I have never made an appeal for assistance to a church before.  I have been the treasurer, clerk, deacon, and moderator.  We got and still get requests from elusive projects and programs that are not nearby.  We get requests from this conference for donations that the conference will then control-the last time that we made a pledge to them it was for a capital improvement fund which they then denied us access to, even though the fund was "sold" to us as a fund for member churches to access when making capital improvements.  So we determine our own giving.  We give to a Christian camp, we give to the elementary school, we give gifts to widows, we give gifts to the food pantry that we started, we give gifts to a mission school run by a former minister on an Indian reservation.  But the point is that we give gifts to projects and programs that we are personally familiar with so that we know what the money is being used for and we know that it won't get "eaten up" by administrative costs.  So I thought, what can it hurt? to make a personal appeal to churches in my state.  Some won't answer; some might take a special collection for us; some might offer an outright donation through a quarterly tithing such as our church does.  I didn't send an email to local churches, because I thought that I should visit them and make a personal appeal.

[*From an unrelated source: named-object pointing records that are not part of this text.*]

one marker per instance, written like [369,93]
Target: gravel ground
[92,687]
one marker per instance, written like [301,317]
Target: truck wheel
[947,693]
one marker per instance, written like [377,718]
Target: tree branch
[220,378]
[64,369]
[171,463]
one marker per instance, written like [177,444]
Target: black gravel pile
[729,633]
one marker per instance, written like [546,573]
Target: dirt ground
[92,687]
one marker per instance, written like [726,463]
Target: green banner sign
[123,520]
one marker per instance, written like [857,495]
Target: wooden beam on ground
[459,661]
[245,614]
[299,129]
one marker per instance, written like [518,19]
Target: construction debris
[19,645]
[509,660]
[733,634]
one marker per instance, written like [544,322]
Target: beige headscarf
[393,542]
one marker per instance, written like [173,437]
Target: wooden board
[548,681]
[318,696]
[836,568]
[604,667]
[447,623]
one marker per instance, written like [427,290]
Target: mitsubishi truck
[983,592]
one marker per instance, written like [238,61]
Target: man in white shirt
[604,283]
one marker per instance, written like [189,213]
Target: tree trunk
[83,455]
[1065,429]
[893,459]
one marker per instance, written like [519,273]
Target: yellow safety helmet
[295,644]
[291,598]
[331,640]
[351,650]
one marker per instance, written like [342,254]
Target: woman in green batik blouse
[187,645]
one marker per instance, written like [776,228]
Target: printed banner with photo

Today I got an email from one of the conference ministers, commending us on opening our homes and hearts to a special needs child.  The letter then went on to say that conference member churches do not give financial assistance directly to people and that they get confused when a request such as mine comes to them.  (Since when, I wonder, and how come we never got that memo?)  So I was asked to not contact any of the churches with a direct appeal and told that they would be communicating with their member churches to let them know that they did not/do not endorse personal requests for financial assistance.  The letter was not signed In Christ's Love or anything like that, but was signed Sincerely, and below the signature was the pre-printed stuff that goes with an electronic signature, including a statement about how donations to the conference helped to support their mission of changing lives.

Okay, now I have to say that I understand their position, and I even understand that the letter comes off colder than it was probably intended to (I'm guilty of this-our church members always ask me to write business letters because I'm so "good at it"-but I'm so matter-of-fact that people are often offended by the letters.  They are not rude, just factual, and recipients expect something softer from churches.)  But I'm disturbed by the fact that the conference would tell member churches not to make any direct financial contributions in response to requests such as mine.  And I'm disturbed by the fact that they feel it necessary to send a message to their churches of non-support for requests like this.  So I must take some time to digest this.  Here in New Hampshire we have a long-standing tradition of not liking any form of central authority.  That means in government, in religion, in education.  Our state motto, on our license plates, is "Live free or die..."  People always joke about it, but the rest of the quote is "...death is not the worst of evils." and it refers to government.  This email, from a governing body of independent local churches, bothers me both as a New Hampshirite and also as a church member.

But now for some Good News!  Our social worker finally got back to us and our old agency has agreed to do our homestudy for this adoption, which will probably save us hundreds of dollars.  They have stopped doing adoptions in our state, but continue to do them in states around us, so there was a question of whether or not they would be able to help us out.